Russian missile strikes in the southern city of Zaporizhzhia left one person dead and five others wounded, Ukrainian officials said. Officials in the separatist-controlled city of Donetsk said Ukrainian shelling killed at least five people.

Demonstrating that neither side was ready to ease up or pause the fighting, the exchange of fire came hours after the two sides made a major prisoner swap and the day after Russian President Vladimir Putin called up reserve troops to supplement his forces.

Kyrylo Tymoshenko, the deputy of the Ukrainian president's office, said a hotel in the central part of Zaporizhzhia was struck and rescuers were trying to free people trapped in the rubble.

The governor of the Zaporizhzhia region, Oleksandr Starukh said Russian forces targeted infrastructure facilities and also damaged nearby apartment buildings. The region is one of four where officials installed by Moscow plan to hold referendums starting Friday on becoming part of Russia, but the city itself is in Ukrainian hands.

Meanwhile, the mayor of the separatist-controlled city of Donetsk, Alexei Kulemzin, said at least five people were killed when Ukrainian shelling Thursday hit a covered market and a passenger minibus.

Just hours before Thursday's attacks, a high-profile prisoner swap saw 215 Ukrainian and foreign fighters exchanged — 200 of them for a single person, an ally of Putin's. Kremlin spokesman Dmitry Peskov wouldn’t confirm if the Putin ally - pro-Russian Ukrainian opposition leader Viktor Medvedchuk - was part of the swap.

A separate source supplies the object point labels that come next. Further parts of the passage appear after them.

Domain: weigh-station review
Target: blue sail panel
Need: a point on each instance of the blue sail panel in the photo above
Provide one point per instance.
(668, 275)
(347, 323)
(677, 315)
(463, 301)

Among the freed fighters were Ukrainian defenders of a steel plant in Mariupol during a long Russian siege and 10 foreigners, including five British nationals and two U.S. military veterans, who had fought with Ukrainian forces.

A video on the BBC news website Thursday showed two of the released British men, Aiden Aslin and Shaun Pinner, speaking inside a plane. It said they had arrived in Riyadh, Saudi Arabia.

“We just want to let everyone know that we’re now out of the danger zone and we’re on our way home to our families,” Aslin said in the video, as Pinner added: “By the skin of our teeth.”

The speed with which the Russian missile attack came after the swap suggested that the Kremlin was seeking to dispel any notion of weakness or waning determination to achieve its war aims following recent battlefield losses and setbacks that gravely undercut the aura of Russian military might.

Those losses culminated Wednesday in Putin's order for a partial mobilization of reservists to bolster his forces in Ukraine. The order sparked rare protests in Russia and was derided in the West as an act of weakness and desperation.

The partial call-up was short on details, raising concerns about a broader draft that sent some Russians scrambling to buy plane tickets to flee the country.

Peskov, the Kremlin spokesman, said the mobilization was needed because Russia was “de facto facing all of NATO,” a reference to the military aid and other support that alliance members have provided to Ukraine.

A senior Kremlin official on Thursday repeated Putin's threat to use nuclear weapons if Russian territory comes under attack.

Dmitry Medvedev, deputy head of Russia’s Security Council, said on his messaging app channel Thursday that strategic nuclear weapons are one of the options to safeguard Russian-controlled territories in eastern and southern Ukraine. The remark appeared to serve as a warning that Moscow could also target Ukraine’s Western allies.